Monday, July 20, 2015

Plant of the day is:Toxicoscordion venonosus or meadow deathcamas

Plant of the day is: Toxicoscordion venonosus or meadow deathcamas


I've got this listed as Zigadenus venenosus and several other sites do as well, including the USDA Plants Database.  Take your pick.  It looks like Toxicoscordion appeals to a larger taxonomic crowd.  Always a good idea to check synonyms for plants if you're having a hard time finding information.  This is a pretty neat plant, and QUITE deadly.

Taxonomy, etc.:  A member of the Melanthiaceae family whose members reside in the northern hemisphere.  It is a family of monocots that contains about 17 genera and 5 tribes.  Toxicoscordion is in the Melanthieae tribe along with Veratrum (which has Veratrum nigrum the black false hellebore which is also a sweet plant).  Other familiar genera include Paris and the Trilliums.  The Toxicoscordion genus is mainly distributed in the midwestern US and western North America.  Toxicoscordion has been moved out of Zigadenus because of those crazy crazy molecular phylogenetic scientists throwing down on science.  Only about 8 accepted species here, tis a small genus.  Quite small. 


Description:  Distinguished from other members of it's tribe by the presence of narrow, clawed tepals with a single, conspicuous, rounded gland.  Hmmm..bet that's fun to look for...
    T. venenosum is a perennial bulb that grows up to 70 cm tall with grass like leaves.  The bulbs are oval and while they may look a little bit like onions, they DO NOT smell like onions.  Sometimes these are confused with wild onions...with deadly results.  I always say use your nose people, it's good for these things, maybe we even evolved a purpose similar to that when we were hunters and gatherers?  Flowers are cream colored to yellowish.  Bulbs are geophytes, fun word to describe a plant that spends part of its life cycle underground, just chillin, waiting for the right time to resume life.  Anyways, flowers form in a simple, terminal, spike-like cluster.  There are 6 tepals...that claw I mentioned...very lacking to as much as one whole mm long.  Gar.  That gland is yellowish-green, oval and usually broader than long.  Flowers between April and July.

Habitat:  Widespread throughout much of the western United States, Canada, and northern Baja California.  It grows in dry meadows, dry hillsides, sagebrush slopes, and montane forests.

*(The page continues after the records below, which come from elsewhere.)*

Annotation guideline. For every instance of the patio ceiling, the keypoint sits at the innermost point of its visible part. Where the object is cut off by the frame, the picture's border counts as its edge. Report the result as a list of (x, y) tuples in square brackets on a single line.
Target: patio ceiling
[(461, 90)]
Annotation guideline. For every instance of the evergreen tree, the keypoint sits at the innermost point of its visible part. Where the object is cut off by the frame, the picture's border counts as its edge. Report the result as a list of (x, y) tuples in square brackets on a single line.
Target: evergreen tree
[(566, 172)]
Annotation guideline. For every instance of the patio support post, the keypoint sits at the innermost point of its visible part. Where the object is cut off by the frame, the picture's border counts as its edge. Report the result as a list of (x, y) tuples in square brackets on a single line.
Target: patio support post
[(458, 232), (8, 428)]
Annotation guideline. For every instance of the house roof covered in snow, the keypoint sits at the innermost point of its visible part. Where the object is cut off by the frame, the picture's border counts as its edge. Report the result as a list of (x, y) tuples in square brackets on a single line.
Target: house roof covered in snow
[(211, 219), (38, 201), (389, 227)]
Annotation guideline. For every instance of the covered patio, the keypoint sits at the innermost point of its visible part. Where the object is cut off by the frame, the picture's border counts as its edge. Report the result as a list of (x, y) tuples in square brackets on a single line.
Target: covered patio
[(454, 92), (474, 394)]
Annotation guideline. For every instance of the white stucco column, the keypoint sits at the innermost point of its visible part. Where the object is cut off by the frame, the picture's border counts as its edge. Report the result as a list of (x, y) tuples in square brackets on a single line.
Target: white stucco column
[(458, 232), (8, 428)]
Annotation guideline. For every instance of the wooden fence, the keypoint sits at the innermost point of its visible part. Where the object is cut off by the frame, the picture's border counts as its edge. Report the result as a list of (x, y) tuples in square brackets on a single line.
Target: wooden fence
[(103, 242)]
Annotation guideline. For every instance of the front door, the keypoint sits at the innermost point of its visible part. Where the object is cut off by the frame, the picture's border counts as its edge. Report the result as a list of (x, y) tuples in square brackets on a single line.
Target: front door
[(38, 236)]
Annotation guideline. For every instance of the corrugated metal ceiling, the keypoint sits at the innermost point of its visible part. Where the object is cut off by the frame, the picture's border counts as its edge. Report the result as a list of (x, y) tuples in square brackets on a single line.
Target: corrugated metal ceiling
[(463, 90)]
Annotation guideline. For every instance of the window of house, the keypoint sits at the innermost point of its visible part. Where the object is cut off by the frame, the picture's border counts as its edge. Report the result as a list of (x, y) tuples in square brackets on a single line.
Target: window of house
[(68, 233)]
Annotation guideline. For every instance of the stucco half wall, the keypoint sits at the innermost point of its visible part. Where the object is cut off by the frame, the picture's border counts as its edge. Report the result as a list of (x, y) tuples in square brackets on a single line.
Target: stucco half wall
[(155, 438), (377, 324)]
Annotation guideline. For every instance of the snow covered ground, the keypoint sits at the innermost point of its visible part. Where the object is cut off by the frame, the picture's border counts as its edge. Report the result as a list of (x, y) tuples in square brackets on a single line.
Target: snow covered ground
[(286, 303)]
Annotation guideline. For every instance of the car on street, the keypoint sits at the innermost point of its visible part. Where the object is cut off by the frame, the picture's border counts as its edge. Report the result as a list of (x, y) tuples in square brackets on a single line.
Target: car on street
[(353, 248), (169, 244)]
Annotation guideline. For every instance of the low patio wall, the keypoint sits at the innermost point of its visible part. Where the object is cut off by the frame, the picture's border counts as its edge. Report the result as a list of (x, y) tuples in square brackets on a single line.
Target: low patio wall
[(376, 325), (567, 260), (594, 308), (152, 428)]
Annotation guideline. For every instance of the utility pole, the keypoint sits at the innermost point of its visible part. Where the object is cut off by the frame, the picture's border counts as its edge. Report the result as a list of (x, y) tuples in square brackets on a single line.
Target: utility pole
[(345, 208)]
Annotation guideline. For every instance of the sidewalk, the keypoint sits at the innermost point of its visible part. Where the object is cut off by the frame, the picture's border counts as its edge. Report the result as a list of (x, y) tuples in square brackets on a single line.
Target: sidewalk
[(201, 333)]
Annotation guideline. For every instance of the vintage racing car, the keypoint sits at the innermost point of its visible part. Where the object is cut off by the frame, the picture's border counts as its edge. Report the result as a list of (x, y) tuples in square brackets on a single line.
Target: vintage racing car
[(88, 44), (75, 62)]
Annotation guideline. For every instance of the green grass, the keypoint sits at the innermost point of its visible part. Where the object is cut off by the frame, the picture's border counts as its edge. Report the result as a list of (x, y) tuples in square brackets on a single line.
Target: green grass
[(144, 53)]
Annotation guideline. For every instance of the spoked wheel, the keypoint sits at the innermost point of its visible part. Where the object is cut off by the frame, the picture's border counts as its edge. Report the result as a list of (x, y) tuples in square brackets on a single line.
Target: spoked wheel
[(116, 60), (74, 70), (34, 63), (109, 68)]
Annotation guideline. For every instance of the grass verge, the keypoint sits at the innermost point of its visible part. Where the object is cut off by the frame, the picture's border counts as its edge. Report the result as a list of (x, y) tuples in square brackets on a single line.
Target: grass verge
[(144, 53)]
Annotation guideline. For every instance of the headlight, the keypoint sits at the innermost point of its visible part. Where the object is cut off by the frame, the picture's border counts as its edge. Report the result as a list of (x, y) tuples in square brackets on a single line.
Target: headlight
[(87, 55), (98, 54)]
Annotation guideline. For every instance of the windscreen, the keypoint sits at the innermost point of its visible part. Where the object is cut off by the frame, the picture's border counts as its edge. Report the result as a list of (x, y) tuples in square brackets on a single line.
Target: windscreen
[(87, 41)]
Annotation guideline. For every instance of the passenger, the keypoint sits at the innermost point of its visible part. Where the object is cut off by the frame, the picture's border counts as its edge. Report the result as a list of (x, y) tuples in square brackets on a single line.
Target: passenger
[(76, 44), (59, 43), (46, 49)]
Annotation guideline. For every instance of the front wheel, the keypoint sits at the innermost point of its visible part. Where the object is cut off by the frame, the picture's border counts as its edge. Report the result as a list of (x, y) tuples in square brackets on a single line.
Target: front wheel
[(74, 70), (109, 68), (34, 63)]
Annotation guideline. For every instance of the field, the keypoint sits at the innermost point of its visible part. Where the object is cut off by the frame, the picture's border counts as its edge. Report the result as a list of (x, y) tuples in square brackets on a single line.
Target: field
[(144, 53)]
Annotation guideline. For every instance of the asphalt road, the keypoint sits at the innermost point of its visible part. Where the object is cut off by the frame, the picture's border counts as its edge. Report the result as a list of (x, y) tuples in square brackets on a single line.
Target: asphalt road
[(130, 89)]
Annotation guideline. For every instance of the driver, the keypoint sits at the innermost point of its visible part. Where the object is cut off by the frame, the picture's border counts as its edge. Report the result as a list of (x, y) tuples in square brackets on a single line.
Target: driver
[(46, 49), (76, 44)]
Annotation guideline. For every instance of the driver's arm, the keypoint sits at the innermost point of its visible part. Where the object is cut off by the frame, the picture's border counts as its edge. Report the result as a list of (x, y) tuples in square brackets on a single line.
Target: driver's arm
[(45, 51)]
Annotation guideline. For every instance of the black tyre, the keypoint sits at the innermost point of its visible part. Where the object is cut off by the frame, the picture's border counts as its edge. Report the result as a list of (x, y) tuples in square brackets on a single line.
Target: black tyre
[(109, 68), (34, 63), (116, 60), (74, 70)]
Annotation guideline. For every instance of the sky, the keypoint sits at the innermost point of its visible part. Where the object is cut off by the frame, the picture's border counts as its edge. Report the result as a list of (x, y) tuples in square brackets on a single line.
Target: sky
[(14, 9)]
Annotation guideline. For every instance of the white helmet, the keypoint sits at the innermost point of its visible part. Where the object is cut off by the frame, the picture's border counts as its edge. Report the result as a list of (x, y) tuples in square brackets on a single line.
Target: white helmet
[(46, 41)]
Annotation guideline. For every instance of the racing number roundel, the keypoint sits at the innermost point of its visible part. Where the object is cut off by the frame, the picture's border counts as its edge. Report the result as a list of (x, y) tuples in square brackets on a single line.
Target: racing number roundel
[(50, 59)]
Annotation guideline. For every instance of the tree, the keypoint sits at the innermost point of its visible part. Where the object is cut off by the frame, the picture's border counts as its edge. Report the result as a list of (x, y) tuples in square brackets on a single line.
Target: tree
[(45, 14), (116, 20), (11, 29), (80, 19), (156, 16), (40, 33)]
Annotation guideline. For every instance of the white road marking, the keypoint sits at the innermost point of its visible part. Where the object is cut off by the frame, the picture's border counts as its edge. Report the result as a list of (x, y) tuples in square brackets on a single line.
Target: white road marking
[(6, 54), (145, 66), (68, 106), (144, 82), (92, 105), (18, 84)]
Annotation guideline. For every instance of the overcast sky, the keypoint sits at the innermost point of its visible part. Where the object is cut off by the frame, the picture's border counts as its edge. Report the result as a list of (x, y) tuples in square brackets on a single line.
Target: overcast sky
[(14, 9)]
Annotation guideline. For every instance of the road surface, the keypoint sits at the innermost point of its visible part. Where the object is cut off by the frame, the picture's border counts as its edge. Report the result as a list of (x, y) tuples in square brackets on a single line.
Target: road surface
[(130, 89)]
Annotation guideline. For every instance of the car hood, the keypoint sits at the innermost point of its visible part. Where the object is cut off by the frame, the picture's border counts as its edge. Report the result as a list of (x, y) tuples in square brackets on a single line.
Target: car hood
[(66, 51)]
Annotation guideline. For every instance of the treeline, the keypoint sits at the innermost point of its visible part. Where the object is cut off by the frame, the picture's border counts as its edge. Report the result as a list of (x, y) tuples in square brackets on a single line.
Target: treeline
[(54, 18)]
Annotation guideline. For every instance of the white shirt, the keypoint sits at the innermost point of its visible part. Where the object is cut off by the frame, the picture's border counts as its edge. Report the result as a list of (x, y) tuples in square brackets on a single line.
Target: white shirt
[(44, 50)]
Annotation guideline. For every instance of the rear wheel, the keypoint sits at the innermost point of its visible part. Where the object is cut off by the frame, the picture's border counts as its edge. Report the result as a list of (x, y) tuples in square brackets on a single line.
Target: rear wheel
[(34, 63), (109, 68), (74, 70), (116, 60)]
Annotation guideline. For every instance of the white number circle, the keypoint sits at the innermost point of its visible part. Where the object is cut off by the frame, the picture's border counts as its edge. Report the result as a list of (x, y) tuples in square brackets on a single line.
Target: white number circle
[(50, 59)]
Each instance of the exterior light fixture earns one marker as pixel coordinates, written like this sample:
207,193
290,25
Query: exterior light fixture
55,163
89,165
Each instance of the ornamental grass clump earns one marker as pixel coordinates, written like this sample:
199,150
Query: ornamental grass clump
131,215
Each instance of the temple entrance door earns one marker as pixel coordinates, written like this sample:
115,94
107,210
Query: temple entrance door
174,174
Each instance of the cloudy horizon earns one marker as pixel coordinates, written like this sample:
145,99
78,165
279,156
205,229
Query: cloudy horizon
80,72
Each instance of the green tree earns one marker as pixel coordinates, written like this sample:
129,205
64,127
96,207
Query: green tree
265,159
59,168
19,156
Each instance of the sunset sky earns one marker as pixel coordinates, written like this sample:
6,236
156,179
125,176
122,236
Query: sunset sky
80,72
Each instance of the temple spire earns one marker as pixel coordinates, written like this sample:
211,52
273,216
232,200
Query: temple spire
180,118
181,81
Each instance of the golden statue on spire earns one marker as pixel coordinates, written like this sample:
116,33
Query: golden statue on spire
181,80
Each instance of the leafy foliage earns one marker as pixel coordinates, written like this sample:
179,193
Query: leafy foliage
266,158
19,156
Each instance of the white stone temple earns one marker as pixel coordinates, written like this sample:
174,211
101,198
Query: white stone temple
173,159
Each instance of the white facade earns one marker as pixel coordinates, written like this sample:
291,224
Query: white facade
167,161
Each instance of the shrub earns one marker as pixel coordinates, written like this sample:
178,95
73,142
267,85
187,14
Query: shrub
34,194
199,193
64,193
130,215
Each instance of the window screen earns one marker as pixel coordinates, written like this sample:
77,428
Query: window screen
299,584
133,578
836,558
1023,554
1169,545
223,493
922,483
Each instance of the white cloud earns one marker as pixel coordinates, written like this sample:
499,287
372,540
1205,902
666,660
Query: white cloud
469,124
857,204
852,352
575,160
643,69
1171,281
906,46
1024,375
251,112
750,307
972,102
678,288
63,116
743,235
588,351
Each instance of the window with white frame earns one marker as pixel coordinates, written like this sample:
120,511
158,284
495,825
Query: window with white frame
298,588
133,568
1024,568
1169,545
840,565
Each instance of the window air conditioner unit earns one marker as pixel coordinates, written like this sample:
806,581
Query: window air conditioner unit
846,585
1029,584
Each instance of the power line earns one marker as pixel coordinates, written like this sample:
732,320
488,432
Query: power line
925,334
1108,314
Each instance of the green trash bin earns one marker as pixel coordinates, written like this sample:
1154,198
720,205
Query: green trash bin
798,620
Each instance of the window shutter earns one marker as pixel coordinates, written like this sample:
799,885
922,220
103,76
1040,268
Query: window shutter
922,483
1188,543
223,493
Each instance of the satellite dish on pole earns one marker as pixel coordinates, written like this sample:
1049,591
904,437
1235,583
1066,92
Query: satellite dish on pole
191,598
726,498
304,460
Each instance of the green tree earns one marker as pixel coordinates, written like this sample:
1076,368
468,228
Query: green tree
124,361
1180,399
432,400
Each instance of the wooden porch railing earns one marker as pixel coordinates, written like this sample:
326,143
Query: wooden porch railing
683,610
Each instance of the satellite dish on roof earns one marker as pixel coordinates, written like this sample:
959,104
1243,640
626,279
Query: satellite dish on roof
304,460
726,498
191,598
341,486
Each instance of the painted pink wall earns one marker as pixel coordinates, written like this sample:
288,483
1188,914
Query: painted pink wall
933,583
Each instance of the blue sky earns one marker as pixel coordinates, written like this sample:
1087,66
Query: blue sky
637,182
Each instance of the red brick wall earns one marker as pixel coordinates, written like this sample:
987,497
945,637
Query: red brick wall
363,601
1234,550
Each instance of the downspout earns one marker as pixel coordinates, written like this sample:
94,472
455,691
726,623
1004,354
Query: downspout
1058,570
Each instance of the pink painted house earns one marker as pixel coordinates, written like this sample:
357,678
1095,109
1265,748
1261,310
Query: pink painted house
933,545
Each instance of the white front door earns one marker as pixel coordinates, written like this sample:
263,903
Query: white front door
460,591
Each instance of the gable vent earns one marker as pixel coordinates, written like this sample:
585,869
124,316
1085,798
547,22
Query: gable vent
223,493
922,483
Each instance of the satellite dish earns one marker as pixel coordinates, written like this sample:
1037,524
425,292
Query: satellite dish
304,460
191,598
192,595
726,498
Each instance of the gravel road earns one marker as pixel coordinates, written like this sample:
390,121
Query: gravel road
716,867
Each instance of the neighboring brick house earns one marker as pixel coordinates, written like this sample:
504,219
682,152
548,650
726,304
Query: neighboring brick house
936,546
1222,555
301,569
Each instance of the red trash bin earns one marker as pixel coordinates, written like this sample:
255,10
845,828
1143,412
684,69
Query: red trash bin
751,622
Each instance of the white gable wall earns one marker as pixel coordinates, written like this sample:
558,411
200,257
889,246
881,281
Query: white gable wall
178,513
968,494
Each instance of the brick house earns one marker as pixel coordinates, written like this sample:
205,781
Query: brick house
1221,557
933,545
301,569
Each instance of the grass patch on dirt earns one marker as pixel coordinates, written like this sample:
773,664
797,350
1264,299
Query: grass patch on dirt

Propagation:  Needs a cold-moist stratification of anywhere from 40 to 90 days.  I missed getting my seed into cold stratification and no germination occurred for several weeks.  After 2 months with no germination I threw them into a 5C fridge and forgot about them for awhile.  About 3 months later they were germinating in their cells still in the fridge.  No light requirement for germination but if you sow them deeply they will not germinate (according to some source I forget).  And ...they will germinate at 5C or so, which is neat and makes sense as they put on growth in the spring and go dormant during hot summer temps.  Shoot for a late fall/early winter stratification to have them ready for cooler spring temperatures for growth as hot temps can prematurely force them into dormancy.  Learning the cycles of dormant plants has been a fun challenge.  Plants are good teachers, often cruel, but always good.  I don't think they are particularly picky about media but go for something well drained.

Fun stuffs:  It is quite poisonous, do not eat it.  Even if you feel you're pretty metal and enjoy the name deathcamas, do try to refrain.  You might die, and that is so not metal.  They contain neurotoxic alkaloids like zygacine and esters of zygadenine.  Just those names sound bad.  Yeesh.  Zygadenine is possibly more potent than strychnine...so yeah, gonna want to watch out for that.  ONE bulb ingested can be fatal.  It basically just stops your heart, complete and total failure.  Again, don't eat it you silly humans.  Reportedly some memebers of the Lewis and Clark expedition became ill from eating the bulb, because eating random bulbs in the middle of the wilderness is survival tip number 1?  Humans...  After they were ill...they ate their dogs to sustain them on the rest of the trip.  Things you don't learn in school.